The nation’s foreign exchange reserves have also shrunk to $3.71 billion on 25 October from $14.2 billion a year ago, raising concern that Pakistan will not be able to pay its $3 billion debt servicing costs due in the coming year.
Petrol prices in Pakistan were cut by 6% on 1 November, the seventh change in eight months, after a decline in crude oil prices in the international market.
Pakistan is expected to make a formal request for assistance to IMF this week, Business Recorder newspaper reported on Monday, without elaborating on where it obtained the information.

Conditions attached to an IMF loan would include an increase in the central bank’s benchmark interest rate to 15% from 13%, as well as a 31% rise in tariffs on electricity and other utilities, the newspaper reported.

Pakistan is also seeking funds from lenders such as the World Bank and the Asian Development Bank and donor countries included in the “Friends of Pakistan” group to help stabilize its economy. A meeting of the group, which includes the US, the UK, China and Saudi Arabia, is scheduled for this month in the United Arab Emirates.
The country’s credit rating was lowered by Standard and Poor’s (S&P) and Moody’s Investors Service in October on concern the nation won’t be able to pay its overseas debt because of eroding foreign reserves. The country ended its last IMF programme in 2004.

“Pakistan faces severe pressure from the external side, the fiscal side, the monetary side, economic growth and politics,” Elena Okorotchenko, head of Asian sovereign ratings at S&P, said in a 5 November interview in Singapore. “There are five angles in which we analyse a country’s ratings and Pakistan is negative on all counts.”

Meanwhile, data posted on the website of the Federal Bureau of Statistics showed the country’s trade deficit narrowed by 2.9% in October as exports rose faster than imports.

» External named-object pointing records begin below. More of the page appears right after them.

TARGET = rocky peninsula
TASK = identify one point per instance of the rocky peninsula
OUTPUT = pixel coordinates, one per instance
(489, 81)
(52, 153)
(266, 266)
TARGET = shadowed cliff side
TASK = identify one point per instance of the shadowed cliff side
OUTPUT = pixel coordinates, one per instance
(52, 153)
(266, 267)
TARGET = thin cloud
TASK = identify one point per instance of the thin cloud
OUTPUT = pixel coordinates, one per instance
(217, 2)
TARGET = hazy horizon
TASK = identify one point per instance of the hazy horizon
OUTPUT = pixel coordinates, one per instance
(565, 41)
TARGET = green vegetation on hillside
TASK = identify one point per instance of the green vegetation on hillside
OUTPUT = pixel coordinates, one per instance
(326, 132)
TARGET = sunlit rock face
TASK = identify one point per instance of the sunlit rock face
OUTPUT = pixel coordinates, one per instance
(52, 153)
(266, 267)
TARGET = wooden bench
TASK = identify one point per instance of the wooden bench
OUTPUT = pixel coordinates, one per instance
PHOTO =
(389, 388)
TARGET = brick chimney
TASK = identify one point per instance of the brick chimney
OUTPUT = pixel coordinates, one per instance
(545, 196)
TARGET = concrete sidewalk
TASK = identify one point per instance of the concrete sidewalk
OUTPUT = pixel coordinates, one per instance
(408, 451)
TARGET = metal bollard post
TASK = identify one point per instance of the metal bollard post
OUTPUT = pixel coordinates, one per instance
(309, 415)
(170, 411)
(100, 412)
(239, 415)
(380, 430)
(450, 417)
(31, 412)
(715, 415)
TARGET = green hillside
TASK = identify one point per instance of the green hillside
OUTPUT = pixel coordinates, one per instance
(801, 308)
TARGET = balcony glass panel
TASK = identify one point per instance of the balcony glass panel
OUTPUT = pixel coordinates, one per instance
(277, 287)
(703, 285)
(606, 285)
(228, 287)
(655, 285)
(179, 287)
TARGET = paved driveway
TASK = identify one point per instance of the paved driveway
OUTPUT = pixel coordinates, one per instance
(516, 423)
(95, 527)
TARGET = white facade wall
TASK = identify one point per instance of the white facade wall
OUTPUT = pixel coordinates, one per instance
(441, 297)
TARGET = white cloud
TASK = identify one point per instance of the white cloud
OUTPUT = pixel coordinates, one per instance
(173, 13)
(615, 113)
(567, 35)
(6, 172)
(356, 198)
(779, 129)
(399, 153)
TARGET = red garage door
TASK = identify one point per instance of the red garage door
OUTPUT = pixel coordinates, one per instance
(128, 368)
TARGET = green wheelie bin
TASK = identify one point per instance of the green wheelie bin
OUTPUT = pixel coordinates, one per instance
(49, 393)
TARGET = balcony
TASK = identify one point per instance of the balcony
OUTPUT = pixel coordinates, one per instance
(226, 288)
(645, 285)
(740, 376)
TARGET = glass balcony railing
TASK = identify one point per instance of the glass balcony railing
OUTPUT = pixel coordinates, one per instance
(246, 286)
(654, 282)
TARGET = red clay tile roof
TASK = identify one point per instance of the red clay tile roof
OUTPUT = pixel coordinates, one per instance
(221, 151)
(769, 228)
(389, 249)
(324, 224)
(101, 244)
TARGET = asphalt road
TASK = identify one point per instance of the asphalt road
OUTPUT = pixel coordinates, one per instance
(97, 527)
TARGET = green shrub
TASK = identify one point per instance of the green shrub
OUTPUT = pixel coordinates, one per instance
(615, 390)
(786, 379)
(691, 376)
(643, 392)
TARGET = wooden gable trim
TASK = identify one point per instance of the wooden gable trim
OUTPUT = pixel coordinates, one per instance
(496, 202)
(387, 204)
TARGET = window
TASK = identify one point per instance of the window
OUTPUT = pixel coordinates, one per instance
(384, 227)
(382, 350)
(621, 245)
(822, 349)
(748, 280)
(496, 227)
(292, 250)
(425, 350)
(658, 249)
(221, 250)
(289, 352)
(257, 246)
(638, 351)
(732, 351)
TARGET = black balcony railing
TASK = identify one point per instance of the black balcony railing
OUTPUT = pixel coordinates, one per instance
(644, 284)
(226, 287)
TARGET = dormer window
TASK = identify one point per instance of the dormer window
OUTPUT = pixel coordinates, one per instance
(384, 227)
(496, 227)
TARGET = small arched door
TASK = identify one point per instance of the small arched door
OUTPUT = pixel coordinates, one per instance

The trade gap fell to $1.9 billion in the fourth month of the fiscal year that started on 1 July, from $2 billion a year ago.

Overseas sales climbed 10.2% to $1.52 billion, while imports surged 2.5% to $3.5 billion, according to the data.

The trade gap in the first four months ended 31 October widened 33.3% to $7.5 billion, from $5.6 billion a year ago.

Exports in the four months rose 16.6% to $6.7 billion and imports climbed 24.8% to $14.3 billion.